Create a map-based visualization
The AI assistant can connect to third-party code repositories and data visualization libraries to incorporate geolocation data and then create map plots.
These prompts ask the assistant to get U.S. county-level data from plotly and then use using matplotlib and geopandas handle and visualize geographic data structures.
Write me code that downloads the US counties geojson from plotly GitHub using urlopen
Use matplotlib to make a figure. Create a choropleth map from the column "Rl" in the geopandas dataframe "new_df_all". Use the "cividis" colormap. Add a legend.
Compare datasets
You can use the AI assistant to compare multiple datasets or simulation results.
See the Working with Data workflow in the Terarium Sample Project. It takes three datasets generated by optimizing intervention policies and then:
- Combines them into a new scenario comparison dataset.
- Calculates summary statistics for hospitalizations in each dataset.
- Identifies the timepoint at which the maximum number of hospitalizations occur in each dataset.
- In a separate data transformation, plots hospitalizations for each intervention over time.

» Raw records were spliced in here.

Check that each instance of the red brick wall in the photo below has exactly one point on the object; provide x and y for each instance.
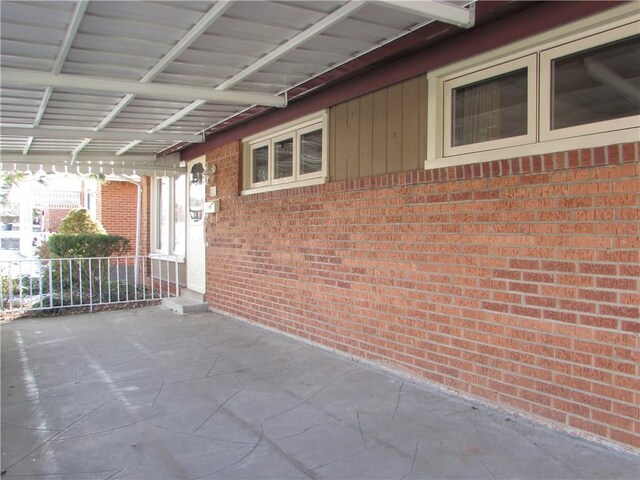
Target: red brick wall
(53, 218)
(117, 210)
(513, 281)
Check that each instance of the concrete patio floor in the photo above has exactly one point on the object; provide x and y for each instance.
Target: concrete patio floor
(148, 394)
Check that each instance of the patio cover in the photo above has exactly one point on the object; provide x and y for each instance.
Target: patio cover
(107, 86)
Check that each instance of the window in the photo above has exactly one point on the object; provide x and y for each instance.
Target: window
(292, 155)
(593, 84)
(168, 215)
(491, 108)
(580, 89)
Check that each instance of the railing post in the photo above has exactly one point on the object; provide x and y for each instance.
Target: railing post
(50, 284)
(175, 262)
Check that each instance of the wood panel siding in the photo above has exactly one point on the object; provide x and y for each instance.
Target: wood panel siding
(382, 132)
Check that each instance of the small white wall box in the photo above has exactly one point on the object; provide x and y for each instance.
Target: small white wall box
(212, 206)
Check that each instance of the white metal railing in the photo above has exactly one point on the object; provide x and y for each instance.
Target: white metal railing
(60, 283)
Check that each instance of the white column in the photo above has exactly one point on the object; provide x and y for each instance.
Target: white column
(26, 223)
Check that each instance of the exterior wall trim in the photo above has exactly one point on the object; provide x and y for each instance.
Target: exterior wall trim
(535, 20)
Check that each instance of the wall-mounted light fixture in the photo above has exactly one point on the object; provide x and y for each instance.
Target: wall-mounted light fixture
(210, 171)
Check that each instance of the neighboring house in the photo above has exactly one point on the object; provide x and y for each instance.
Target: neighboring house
(467, 213)
(117, 206)
(43, 206)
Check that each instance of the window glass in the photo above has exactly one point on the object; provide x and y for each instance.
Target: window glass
(260, 161)
(311, 152)
(179, 215)
(196, 192)
(596, 85)
(490, 109)
(283, 159)
(162, 201)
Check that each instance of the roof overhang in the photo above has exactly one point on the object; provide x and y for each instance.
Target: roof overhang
(108, 85)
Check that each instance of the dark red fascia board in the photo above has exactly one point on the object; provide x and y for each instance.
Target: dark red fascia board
(467, 43)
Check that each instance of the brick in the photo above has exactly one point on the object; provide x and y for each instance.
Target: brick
(514, 280)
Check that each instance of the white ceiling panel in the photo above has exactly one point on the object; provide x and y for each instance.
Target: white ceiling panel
(265, 47)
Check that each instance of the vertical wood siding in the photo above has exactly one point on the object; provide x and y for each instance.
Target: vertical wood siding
(382, 132)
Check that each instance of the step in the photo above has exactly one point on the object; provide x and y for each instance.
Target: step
(192, 294)
(183, 305)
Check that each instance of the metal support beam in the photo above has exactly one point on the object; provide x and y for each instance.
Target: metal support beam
(69, 36)
(185, 42)
(94, 162)
(304, 36)
(177, 92)
(77, 134)
(436, 10)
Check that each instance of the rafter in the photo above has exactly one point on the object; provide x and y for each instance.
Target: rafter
(436, 10)
(319, 27)
(154, 90)
(70, 34)
(76, 134)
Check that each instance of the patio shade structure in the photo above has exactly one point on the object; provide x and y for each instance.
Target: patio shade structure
(107, 86)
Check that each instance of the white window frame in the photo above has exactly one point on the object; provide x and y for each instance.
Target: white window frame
(154, 224)
(293, 130)
(272, 163)
(546, 84)
(254, 147)
(449, 85)
(601, 29)
(300, 132)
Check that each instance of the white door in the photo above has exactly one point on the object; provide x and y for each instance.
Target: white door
(196, 272)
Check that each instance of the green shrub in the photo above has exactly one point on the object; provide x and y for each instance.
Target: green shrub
(80, 221)
(87, 245)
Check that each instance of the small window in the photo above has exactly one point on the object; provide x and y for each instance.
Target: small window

Convert incidence data to prevalence data
If you have an epidemiological dataset that contains incidence data (such as new cases per day), you can prompt the AI assistant to convert it to prevalence data (such as total cases at any given time). You will need to specify:
- How long it takes people to recover.
- The susceptible population.
This prompt converts daily case counts into prevalence data. It uses user-supplied recovery and population data to calculate total cases:
let's assume avg time to recover is 14 days and time to exit hosp is 10 days. Can you convert this data into **prevalence** data? please map it to SIRHD. Assume a population of 150 million.

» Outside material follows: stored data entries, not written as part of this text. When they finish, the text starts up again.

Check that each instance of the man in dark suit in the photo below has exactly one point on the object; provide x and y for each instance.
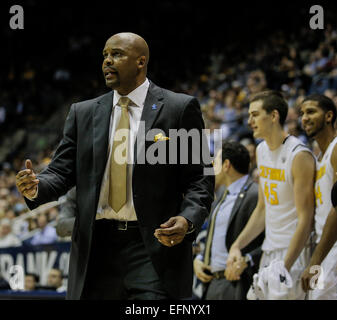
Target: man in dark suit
(230, 213)
(135, 219)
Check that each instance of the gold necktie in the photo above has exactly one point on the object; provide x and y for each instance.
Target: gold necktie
(118, 169)
(209, 240)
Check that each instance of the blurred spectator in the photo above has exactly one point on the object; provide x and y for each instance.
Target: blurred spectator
(31, 281)
(46, 234)
(55, 280)
(7, 238)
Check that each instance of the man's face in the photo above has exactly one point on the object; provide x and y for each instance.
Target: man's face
(259, 120)
(120, 63)
(54, 278)
(313, 118)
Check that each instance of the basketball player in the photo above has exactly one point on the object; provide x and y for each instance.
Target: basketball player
(318, 119)
(285, 207)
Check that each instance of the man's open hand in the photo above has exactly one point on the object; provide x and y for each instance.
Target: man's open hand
(172, 231)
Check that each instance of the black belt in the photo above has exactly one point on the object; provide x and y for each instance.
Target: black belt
(118, 224)
(219, 274)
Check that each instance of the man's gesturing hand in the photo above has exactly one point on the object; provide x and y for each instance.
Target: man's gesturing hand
(26, 181)
(172, 231)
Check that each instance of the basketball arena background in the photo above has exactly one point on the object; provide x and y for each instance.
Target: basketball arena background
(219, 52)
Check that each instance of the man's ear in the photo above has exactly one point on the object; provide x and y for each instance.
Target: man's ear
(275, 115)
(226, 165)
(141, 61)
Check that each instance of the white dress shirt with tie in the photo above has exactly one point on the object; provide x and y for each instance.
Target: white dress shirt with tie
(219, 251)
(127, 212)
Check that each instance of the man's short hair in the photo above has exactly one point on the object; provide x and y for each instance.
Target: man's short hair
(272, 100)
(325, 103)
(237, 154)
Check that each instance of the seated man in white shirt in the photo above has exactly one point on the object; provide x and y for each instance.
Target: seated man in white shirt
(229, 214)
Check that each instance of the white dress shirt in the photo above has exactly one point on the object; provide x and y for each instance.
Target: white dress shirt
(219, 251)
(127, 212)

For more information on the logic of how the AI assistant converts from incidence to prevalence data, see the instructions the assistant follows in these cases.
Calculate peak times
Calculating peak times can help you identify critical periods of disease spread, enabling targeted interventions.
This prompt takes a collection of daily infection rates for various FIPs codes and identifies the peak time for each one:
Create a column named "peak_time". The first column is "fips". The second column is "peak_time", and its values are the values of the "timepoint" column for which the values of the FIPS columns are at a maximum.